A total of 35 randomized clinical trials were included in this review from Cochrane evaluating the effectiveness of interdental cleaning devices for home-use, in addition to toothbrushing compared to toothbrushing alone.
The results of the included studies are mainly based on populations with a low level of gingival inflammation at baseline that are followed over a relatively short period of time. Studies based on a population where the majority was diagnosed with severe periodontal diseases were excluded from the analysis.
Used in addition to toothbrushing, floss, interdental brushes, wooden cleaning sticks, and oral irrigators showed a reduction in gingivitis compared to toothbrushing alone. However, the evidence varied from low to very low-certainty due to the study designs.

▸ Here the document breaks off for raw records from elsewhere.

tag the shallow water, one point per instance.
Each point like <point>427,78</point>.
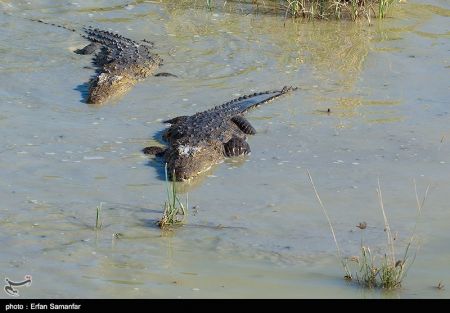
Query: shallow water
<point>257,229</point>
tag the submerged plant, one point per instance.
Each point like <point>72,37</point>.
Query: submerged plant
<point>174,211</point>
<point>389,272</point>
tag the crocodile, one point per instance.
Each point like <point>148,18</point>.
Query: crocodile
<point>121,62</point>
<point>199,141</point>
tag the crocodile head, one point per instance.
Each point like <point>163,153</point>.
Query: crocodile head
<point>188,161</point>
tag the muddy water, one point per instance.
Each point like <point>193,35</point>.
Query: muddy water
<point>256,229</point>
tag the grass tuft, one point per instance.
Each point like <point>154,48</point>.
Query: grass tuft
<point>326,9</point>
<point>390,271</point>
<point>98,218</point>
<point>174,211</point>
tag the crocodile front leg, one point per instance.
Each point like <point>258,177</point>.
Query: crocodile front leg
<point>244,125</point>
<point>89,49</point>
<point>235,147</point>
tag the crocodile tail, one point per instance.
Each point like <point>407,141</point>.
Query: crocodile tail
<point>245,103</point>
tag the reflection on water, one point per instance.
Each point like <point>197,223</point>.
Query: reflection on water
<point>256,229</point>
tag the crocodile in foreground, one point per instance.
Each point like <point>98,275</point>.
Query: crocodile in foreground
<point>120,62</point>
<point>197,142</point>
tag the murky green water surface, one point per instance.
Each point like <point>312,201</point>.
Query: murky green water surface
<point>257,229</point>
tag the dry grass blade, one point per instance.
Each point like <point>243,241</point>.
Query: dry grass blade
<point>344,264</point>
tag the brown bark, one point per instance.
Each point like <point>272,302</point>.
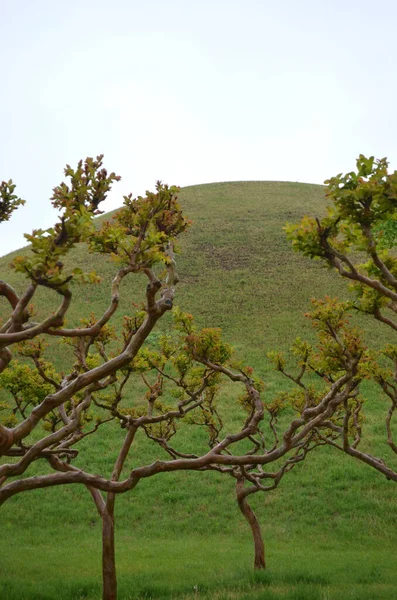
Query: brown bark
<point>109,577</point>
<point>259,559</point>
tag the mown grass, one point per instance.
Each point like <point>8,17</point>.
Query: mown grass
<point>329,528</point>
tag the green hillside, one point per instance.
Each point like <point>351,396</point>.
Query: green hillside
<point>329,528</point>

A comparison of the different devices with each other was also performed. When comparing the impact of floss and interdental brushes with respect to the reduction of gingivitis, floss was surpassed by interdental brushes. When comparing floss to wooden or rubber/elastomeric cleaning sticks, no difference was shown concerning the reduction of gingivitis. There was, however, some support for the oral irrigator being more efficient than floss, measured as gingivitis reduction. No support for a difference in gingivitis reduction between rubber/elastomeric cleaning sticks and interdental brushes was presented, though based on very low-certainty evidence. None of the studies reported any impact on interproximal caries.
The authors state that there is a need for research within this scope using the new classification for periodontal disease as well as prolonging the intervention period to enable measuring interproximal caries and periodontitis.